九州新幹線長崎ルートの暫定開業に向け、駅舎の工事などが進むJR武雄温泉駅周辺=武雄市武雄町

 九州新幹線長崎ルートの未着工区間(新鳥栖-武雄温泉)を巡り、自民党の佐賀県議団が整備の在り方を議論するプロジェクトチーム(PT)を立ち上げたことが23日、分かった。
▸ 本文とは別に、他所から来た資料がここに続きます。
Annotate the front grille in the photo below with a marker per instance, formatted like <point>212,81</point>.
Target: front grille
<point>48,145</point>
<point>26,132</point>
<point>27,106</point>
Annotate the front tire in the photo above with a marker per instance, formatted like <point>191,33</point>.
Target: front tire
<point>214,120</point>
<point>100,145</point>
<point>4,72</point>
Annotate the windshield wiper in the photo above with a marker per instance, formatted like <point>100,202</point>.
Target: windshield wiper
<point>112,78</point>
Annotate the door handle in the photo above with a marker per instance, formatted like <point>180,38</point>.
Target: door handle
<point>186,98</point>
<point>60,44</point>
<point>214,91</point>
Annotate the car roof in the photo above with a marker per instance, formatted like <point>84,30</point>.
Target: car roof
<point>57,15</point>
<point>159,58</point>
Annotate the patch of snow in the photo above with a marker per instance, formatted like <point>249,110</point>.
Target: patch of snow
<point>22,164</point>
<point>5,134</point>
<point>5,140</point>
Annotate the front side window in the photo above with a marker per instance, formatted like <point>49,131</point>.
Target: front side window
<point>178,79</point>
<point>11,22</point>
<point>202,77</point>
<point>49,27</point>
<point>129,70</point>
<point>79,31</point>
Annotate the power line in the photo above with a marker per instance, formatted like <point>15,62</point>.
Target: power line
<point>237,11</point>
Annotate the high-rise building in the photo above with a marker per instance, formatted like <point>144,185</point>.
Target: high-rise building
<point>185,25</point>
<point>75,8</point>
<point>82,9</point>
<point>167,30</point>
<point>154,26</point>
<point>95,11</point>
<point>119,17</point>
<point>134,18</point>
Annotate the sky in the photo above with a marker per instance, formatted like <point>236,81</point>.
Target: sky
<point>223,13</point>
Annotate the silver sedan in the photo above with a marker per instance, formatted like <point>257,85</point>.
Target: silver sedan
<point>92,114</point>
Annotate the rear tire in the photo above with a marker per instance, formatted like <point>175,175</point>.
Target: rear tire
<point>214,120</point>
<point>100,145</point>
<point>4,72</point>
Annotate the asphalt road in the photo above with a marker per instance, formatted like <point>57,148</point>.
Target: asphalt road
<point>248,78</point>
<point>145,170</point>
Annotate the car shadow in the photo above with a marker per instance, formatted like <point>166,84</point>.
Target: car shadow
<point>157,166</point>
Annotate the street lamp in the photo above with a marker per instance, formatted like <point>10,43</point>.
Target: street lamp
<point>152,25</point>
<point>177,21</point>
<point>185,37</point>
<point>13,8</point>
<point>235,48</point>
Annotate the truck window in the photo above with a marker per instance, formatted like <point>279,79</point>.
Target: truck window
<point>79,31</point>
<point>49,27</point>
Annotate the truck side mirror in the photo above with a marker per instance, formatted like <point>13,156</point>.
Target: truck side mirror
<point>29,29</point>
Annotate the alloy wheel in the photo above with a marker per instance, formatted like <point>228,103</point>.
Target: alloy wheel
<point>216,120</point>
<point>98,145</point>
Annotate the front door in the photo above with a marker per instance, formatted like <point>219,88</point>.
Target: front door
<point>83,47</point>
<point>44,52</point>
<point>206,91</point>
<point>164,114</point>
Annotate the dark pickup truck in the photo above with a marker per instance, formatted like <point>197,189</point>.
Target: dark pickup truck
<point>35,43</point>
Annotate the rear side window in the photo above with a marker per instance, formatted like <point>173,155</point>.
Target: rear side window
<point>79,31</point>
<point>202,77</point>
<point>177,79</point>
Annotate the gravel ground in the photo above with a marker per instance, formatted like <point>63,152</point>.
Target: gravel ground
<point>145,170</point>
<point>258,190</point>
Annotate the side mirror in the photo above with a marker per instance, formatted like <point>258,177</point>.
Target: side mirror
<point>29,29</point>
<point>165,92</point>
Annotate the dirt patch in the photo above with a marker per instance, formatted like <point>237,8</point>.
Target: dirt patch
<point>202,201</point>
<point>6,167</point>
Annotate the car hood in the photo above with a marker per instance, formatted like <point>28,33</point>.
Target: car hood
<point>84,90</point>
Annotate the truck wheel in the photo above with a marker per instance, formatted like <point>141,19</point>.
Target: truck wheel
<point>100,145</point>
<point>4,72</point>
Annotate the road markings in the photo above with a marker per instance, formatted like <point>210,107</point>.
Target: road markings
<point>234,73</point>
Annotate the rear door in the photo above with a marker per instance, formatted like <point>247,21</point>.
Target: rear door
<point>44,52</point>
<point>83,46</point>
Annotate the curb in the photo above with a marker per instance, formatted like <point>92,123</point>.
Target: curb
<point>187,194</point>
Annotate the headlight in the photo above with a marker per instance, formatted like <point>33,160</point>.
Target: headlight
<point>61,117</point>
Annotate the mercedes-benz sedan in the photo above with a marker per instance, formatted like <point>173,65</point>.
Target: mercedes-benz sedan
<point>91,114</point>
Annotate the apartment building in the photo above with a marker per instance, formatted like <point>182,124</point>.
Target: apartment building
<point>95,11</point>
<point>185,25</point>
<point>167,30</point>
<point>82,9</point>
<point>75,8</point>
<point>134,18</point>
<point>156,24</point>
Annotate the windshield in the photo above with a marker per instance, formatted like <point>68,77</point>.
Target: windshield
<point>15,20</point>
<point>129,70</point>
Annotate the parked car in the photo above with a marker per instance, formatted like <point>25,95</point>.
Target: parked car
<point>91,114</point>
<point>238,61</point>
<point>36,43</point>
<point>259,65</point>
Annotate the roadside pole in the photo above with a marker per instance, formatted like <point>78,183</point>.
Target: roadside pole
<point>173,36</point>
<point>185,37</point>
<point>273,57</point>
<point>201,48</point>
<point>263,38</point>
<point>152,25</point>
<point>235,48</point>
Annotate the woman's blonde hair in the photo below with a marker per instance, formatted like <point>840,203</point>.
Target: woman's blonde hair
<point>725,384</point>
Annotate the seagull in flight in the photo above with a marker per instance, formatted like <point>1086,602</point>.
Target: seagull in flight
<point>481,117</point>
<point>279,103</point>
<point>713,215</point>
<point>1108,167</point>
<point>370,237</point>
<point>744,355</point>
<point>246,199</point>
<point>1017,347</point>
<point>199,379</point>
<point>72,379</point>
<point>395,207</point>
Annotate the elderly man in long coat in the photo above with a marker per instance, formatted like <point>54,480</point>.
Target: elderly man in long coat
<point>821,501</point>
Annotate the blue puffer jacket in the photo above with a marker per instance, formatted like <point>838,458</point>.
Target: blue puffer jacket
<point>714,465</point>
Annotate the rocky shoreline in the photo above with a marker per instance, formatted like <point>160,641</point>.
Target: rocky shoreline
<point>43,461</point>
与党検討委員会が「フル規格が適当」との基本方針をまとめたことを踏まえつつ、県議団としては「最初からフル規格ありきではなく、一から議論を進めていく」としている。

 県議団PTは、県内各地域を代表する県議と、幹事長、政調会長、所管する特別委員会委員長ら10人で構成する。座長には中倉政義県議団会長が就いた。設置は22日付。

 整備方式に関しては与党検討委員会が5日、「フル規格が適当」との基本方針を決めた。反発する県に対し、長崎県とJR九州、国土交通省による4者協議への参加を要請している。

 中倉座長は「検討委はフル規格を打ち出したが、佐賀県としてまだ何も合意していない。フルありきではなく、そもそも論から議論したい」と話す。県議会の特別委員会では難しい具体的な議論を進めていく狙いで、「やるべきテーマはたくさんある」とした。

 当面は、27日に都内で開かれる与党PT(岸田文雄座長)の会合を受け、県議団PTとしても1回目の会合を開く。県関係国会議員やJR九州、県執行部を招いて議論を進めていくとしている。